Today we jar it, we wait, and we burp it. That last part sounds like a joke. It is not. Write this down.
Getting it into the jar
You want a wide-mouth quart jar or something similar. Glass, not plastic — plastic holds smell forever and you will smell kimchi in your yogurt container until the end of time.
Pack the cabbage in tight. Really press it down as you go, a handful at a time, so you're squeezing out air pockets. Air pockets are where mold starts. You're not just filling the jar, you're compacting it.
Leave about an inch and a half of headspace at the top.
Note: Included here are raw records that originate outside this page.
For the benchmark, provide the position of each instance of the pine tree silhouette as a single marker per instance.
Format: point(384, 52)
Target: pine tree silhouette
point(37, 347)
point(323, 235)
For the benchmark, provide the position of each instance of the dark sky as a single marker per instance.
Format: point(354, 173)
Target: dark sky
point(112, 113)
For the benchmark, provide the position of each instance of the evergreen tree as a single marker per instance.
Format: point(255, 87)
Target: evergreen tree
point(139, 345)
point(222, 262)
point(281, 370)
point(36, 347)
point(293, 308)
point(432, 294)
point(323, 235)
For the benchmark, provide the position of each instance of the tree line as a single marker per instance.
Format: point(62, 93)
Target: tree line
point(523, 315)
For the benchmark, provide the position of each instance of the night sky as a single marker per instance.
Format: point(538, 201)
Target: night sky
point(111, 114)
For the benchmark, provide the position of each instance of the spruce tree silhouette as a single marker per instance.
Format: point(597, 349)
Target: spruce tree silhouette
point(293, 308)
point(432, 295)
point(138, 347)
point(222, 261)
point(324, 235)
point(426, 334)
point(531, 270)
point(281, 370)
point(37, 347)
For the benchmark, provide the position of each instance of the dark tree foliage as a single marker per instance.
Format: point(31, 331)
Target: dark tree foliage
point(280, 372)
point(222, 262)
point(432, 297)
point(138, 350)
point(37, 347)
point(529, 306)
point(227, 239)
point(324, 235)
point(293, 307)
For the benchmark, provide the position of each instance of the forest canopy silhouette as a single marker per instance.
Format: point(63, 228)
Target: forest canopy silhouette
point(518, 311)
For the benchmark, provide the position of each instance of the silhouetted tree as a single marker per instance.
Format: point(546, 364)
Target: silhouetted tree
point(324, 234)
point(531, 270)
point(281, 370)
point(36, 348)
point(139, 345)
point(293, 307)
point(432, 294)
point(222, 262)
Not because I said so arbitrarily — because it's going to bubble and expand as it ferments, and if you fill the jar to the rim it will push liquid out over your counter, your fridge shelf, and possibly your patience. Ask me how I know.
Once it's packed, press down on top with the back of a spoon until brine comes up over the cabbage. If you don't have quite enough brine, that's fine, mix a little water with a pinch of salt and top it off. The cabbage needs to stay submerged. Anything poking up above the liquid line is exposed to air and that's where you get funky mold instead of good ferment.
Screw the lid on, but don't crank it down like you're sealing a jam jar for the pantry. Snug, not tight.
The fermenting part
Leave the jar on your counter, out of direct sun, for one to five days. I know that's a wide window. It depends on your kitchen — a warmer house ferments faster, and up here with our dry air and swingy indoor temps in the winter, it can go slower than you'd think. Taste it starting on day two. You're looking for tang. When it tastes like kimchi and not like salty raw cabbage, it's ready to move to the fridge, where it'll keep fermenting, just much more slowly.
Here's the thing — this is exactly where I torched my first batch. I did not burp the jar. I set it in the back of the fridge, closed the lid tight, and went about my week feeling very accomplished. Fermentation doesn't stop just because it's cold, it just slows way down, and it was still producing gas with nowhere to go. When I finally opened that jar, the smell hit Scott from the hallway before I'd even gotten the lid all the way off. He didn't say anything. That was worse than if he had.
Burping the jar
"Burping" just means loosening the lid for a second to let built-up gas escape, then closing it back up. Do this once a day while it's fermenting on the counter, and every few days once it's in the fridge, especially in the first week or two.
You'll hear a little hiss. That's carbon dioxide, it's supposed to happen, it means the fermentation is working. If you don't burp it, pressure builds and either the lid pops on its own — usually at a bad time, usually in the fridge, usually not while you're standing there — or you get what I got. Don't skip this. It costs you fifteen seconds.
Some people use fermentation lids with a built-in valve so you never have to think about it. That's fine, and honestly a smart forty-dollar problem-solver if you're going to make kimchi regularly. I still burp mine by hand because I like knowing exactly what's going on in there. That's a preference, not a rule.
An opinion, since we're here
Store-bought kimchi is fine. I've said it before and I'll keep saying it. Making it yourself is satisfying, it's cheaper over time, and there's something almost meditative about the whole process — the salting, the paste, watching the jar do its thing on the counter. But if a jar off the shelf is what gets Korean food onto your table on a Tuesday, buy the jar. This lesson is for the people who want the process, not a test anyone has to pass.
I still remember the first time I set out a full spread — rice, bulgogi, three banchan, a pot of soup, my own kimchi in a bowl in the middle — the way my mom used to do it. I stood back and looked at that table and thought, I finally got it right. Then Bronson wandered in and asked if there were chicken nuggets. That's parenting. You do the thing, and somebody asks about nuggets.
Before next time
Get your jar going this week if you haven't already, and set a daily reminder to burp it — actually put it on your phone, don't trust yourself to remember. Next lesson we'll talk about how to tell when it's actually done and how long it keeps.